An etablierten Schweizer Lagen mit nachhaltiger Nachfrage bleiben Wohnungen vermietet und Wertentwicklung robust, auch wenn der breite Markt schwankt. Diese Stabilität ist der eigentliche Renditeschutz.

Mikrolage und Makrolage
Die Makrolage — Stadt, Region, Erreichbarkeit — bestimmt die langfristige Nachfrage. Die Mikrolage — Strasse, Ausrichtung, Nachbarschaft, Lärm — entscheidet über Mietzins und Vermietbarkeit im Alltag.
Beide müssen stimmen.
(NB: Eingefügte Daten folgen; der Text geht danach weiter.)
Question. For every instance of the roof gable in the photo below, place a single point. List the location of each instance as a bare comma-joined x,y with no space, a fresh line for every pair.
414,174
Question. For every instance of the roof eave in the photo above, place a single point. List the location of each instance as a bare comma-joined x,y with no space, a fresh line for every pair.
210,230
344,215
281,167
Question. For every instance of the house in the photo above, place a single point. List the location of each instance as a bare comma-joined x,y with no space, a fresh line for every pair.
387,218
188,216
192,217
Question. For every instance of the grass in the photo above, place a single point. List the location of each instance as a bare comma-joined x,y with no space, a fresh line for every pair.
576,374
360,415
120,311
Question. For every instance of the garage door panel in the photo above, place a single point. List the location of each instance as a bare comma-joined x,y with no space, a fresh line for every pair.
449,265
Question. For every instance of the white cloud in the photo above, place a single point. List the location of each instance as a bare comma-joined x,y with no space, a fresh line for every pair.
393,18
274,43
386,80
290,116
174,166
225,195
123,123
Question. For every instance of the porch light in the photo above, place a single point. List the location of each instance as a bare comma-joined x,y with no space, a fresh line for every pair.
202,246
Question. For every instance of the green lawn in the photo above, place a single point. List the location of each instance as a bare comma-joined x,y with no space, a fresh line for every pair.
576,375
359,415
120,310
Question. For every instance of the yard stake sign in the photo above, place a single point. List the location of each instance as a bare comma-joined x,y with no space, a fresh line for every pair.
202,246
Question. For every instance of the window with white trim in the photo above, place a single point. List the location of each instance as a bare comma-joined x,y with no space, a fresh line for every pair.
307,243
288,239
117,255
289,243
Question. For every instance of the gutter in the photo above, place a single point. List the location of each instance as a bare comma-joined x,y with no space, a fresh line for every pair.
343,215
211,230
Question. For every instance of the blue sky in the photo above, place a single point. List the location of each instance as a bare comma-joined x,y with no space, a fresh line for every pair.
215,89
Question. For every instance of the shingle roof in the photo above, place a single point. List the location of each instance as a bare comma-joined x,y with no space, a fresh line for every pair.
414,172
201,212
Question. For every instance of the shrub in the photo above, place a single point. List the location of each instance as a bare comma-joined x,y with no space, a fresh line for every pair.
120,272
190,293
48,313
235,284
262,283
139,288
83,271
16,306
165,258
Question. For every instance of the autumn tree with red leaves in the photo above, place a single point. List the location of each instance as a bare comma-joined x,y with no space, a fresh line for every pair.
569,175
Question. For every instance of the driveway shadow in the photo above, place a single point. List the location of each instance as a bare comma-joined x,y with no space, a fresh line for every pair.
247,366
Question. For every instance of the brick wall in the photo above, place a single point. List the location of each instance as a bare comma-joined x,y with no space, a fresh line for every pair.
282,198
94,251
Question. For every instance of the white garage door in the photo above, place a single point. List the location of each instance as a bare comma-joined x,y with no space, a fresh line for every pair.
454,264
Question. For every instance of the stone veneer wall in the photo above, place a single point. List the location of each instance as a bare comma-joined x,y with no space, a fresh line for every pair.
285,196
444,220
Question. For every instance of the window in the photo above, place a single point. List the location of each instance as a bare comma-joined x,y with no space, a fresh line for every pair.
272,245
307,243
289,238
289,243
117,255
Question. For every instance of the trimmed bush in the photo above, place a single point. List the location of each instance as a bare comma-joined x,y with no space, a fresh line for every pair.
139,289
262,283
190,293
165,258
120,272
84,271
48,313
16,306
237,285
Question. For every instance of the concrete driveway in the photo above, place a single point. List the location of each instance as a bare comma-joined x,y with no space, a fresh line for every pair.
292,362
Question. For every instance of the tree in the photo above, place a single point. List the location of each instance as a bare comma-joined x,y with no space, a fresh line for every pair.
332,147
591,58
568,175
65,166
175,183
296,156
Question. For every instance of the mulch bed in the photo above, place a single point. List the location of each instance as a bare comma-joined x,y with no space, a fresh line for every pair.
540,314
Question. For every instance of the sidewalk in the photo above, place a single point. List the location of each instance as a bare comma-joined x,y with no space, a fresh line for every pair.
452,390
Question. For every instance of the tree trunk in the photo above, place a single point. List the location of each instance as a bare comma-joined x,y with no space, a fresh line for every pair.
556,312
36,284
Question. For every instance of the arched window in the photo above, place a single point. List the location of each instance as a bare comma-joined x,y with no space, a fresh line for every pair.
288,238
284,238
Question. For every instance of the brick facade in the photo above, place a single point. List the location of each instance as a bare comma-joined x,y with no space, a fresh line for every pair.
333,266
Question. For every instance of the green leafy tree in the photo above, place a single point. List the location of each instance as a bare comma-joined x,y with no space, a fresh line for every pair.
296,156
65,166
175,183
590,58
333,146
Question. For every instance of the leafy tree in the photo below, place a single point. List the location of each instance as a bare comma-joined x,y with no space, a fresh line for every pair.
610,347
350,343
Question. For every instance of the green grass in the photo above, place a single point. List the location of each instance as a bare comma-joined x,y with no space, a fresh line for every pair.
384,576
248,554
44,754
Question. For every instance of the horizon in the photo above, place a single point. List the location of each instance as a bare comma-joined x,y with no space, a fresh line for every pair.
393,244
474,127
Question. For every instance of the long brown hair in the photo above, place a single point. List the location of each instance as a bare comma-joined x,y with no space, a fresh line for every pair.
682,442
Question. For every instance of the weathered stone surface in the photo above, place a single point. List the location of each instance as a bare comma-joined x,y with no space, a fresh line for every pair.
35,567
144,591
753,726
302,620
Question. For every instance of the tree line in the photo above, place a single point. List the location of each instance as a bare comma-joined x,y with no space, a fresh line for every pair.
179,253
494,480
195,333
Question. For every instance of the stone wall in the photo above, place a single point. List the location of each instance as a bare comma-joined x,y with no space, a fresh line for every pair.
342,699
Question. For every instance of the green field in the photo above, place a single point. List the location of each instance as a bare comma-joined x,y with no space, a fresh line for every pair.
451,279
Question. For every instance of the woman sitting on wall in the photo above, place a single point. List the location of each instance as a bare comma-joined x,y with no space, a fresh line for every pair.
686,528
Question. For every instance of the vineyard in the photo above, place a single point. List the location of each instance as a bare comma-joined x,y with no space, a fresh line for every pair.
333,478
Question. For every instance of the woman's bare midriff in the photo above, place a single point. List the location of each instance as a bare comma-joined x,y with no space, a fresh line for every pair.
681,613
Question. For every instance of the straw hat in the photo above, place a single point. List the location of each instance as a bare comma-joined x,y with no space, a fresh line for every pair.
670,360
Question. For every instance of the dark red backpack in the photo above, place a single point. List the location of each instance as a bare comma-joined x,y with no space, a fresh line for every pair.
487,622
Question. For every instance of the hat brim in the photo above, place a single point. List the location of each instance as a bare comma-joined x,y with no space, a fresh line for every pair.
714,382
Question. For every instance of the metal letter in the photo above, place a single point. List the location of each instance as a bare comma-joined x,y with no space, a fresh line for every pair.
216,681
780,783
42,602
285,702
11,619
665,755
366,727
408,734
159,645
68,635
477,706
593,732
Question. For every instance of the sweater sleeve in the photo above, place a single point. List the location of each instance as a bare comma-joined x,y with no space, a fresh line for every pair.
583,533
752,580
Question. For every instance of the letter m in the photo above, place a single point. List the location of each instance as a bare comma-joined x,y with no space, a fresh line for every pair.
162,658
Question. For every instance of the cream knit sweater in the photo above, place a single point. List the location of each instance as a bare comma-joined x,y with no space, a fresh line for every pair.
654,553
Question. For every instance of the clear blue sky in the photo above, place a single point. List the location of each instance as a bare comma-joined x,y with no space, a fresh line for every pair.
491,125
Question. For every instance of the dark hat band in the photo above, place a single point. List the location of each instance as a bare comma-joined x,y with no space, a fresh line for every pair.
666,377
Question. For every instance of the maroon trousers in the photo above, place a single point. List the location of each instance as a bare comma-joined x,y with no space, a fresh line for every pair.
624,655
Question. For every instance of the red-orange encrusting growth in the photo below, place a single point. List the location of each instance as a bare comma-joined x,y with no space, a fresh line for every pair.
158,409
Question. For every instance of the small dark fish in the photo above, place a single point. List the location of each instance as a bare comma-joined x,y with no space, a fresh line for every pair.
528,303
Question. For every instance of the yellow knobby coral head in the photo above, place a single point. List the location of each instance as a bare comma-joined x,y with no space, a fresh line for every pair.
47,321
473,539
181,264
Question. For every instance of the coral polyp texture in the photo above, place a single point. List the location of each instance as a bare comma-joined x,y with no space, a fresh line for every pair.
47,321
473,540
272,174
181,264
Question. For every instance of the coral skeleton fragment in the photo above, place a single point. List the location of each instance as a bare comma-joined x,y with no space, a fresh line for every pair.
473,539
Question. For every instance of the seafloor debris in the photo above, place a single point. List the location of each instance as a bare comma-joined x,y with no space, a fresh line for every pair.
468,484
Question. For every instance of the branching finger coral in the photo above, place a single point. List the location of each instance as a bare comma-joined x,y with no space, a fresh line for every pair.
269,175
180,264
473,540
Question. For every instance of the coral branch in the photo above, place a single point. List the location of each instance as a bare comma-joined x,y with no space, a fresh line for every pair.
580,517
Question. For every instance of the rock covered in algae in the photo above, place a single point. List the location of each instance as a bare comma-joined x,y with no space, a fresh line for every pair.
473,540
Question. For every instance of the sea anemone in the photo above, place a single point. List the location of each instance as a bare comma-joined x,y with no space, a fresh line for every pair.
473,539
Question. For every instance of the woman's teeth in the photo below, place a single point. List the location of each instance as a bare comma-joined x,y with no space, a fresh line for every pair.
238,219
Ein erstklassiges Quartier nützt wenig an einer lauten Durchgangsstrasse, und die beste Adresse trägt nicht, wenn die Region keine Nachfrage hat.
Wann eine hohe Rendite ein Warnsignal ist
Eine auffällig hohe Anfangsrendite kompensiert fast immer ein Risiko: schwierige Lage, Sanierungsstau, kurze Mietverträge oder strukturellen Leerstand. Der Markt verschenkt keine Rendite.
Wir prüfen deshalb zuerst die Substanz — Lage, Bauqualität, Grundriss, Mieterstruktur — und erst dann die Zahl. Schafft das Objekt bleibenden Wert, ist die Rendite die Folge, nicht das Versprechen.